Todavía no se sabe mucho del trasfondo de este abominable acontecimiento, aunque empieza a vislumbrarse su origen y organización. No puedo hablar de ello por mero sentido de la responsabilidad, pero he querido recordar mi ya antiquísima preocupación por sus raíces, por las tentaciones que acechan al hombre, a las cuales cede de vez en cuando y se deja arrastrar a los últimos grados de perversión. De eso se trata, y es menester bucear en esos fondos oscuros para conocer lo que es posible y algunas veces se realiza. Conviene tener presente el absoluto desprecio de lo humano que ha hecho posible estos siniestros acontecimientos. Todo ha sido meticulosamente, diestramente preparado y realizado. Financiado con inaudita largueza, previa adquisición de técnicas complejas para poder llevar a cabo la empresa, con todos los apoyos necesarios, con una sincronización perfecta, digna de la investigación científica o de la industria más refinada. Todo eso que supone cooperación de fuerzas importantes, que disponen de riqueza, técnica y organización, al servicio del mal en grado supremo. Esto es lo que resulta evidente, lo que es ya evidente, a reserva de que sigamos haciéndonos preguntas decisivas. Creo que ese núcleo que ya conocemos es lo más importante, lo que hay que tener presente para toda indagación ulterior. Sería un gravísimo error olvidar todo esto y quedarse en lo mucho que falta por averiguar. Hay que intentar comprenderlo desde sus abismales raíces, donde está la clave de todo lo demás.

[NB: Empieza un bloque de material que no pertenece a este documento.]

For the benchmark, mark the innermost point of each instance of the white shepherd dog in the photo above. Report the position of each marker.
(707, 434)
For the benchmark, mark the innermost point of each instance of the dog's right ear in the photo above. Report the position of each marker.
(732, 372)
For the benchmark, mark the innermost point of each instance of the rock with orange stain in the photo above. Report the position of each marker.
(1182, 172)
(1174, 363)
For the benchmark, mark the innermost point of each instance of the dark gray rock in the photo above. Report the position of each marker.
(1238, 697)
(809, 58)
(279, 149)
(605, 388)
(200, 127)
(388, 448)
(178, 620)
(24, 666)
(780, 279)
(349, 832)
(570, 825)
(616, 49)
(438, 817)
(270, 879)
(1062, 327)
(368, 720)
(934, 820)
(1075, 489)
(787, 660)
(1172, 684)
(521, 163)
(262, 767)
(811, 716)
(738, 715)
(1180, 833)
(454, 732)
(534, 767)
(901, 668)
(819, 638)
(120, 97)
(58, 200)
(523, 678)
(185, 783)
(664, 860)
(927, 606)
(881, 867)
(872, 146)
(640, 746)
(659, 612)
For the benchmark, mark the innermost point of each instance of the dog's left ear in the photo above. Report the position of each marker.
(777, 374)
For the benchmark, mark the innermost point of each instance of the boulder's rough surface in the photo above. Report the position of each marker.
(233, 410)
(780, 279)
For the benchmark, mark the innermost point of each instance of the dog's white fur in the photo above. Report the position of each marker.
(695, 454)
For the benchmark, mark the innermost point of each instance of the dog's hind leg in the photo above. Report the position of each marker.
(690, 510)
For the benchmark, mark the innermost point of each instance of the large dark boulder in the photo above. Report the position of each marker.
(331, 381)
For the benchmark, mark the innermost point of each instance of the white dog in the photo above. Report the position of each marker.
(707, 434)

La conmoción que estos hechos han causado es esperanzadora. Inmensa porción del mundo se ha sentido afectada, herida, y ha reaccionado de manera sana, digna, humana. No pasemos por alto las excepciones, que nos advierten de que el peligro sigue ahí, de que no se puede confiar enteramente. Los peligros son muchos; espero que especialmente para los culpables. Pero me ha complacido oír de labios del presidente Bush una advertencia a favor de los musulmanes y árabes de los Estados Unidos, la garantía de que no van a recibir ninguna consecuencia negativa de estos sucesos; su afirmación de que no pueden peligrar las libertades que han sido y son el núcleo de la vida de los Estados Unidos. Es evidente que en estos sucesos y en algunas reacciones a ellos late un manifiesto odio a lo que significan los Estados Unidos. Aparte de la envidia y el rencor contra la excelencia, no hay que olvidar que ese país ha impedido el triunfo del dominio hitleriano y del soviético. Los partidarios de uno o de otro, o de los dos, no lo han perdonado nunca. Si se mira bien, se descubre la añoranza de ambas tiranías. Y esto no se ha extinguido, y rebrota con mil síntomas en la primera ocasión.
Ahora se ha llegado a otra escala, a algo de magnitud incomparable. La consternación mundial está justificada. Debería también multiplicarse la atención, el rigor del pensamiento, la serenidad para entender e indagar. Debería extraerse de este espanto sin precedentes la decisión de entender, de saber dónde estamos, qué es posible para bien y para mal. Los Estados Unidos enterrarán a sus muertos, los más injustos de su historia; restaurarán lo destruido; seguirán viviendo, prosperando, velando por un mundo en el cual son decisivos. Creo que ejercerán la moderación que debe acompañar a la energía. Confío en que no pierdan en ningún momento la clarividencia. El presidente Bush, al recordar que tiene un deber que cumplir, ha proclamado su condición de persona capaz de querer. Lo ha dicho con una expresión coloquial, reveladora: "I am a loving guy". Confiemos en ello.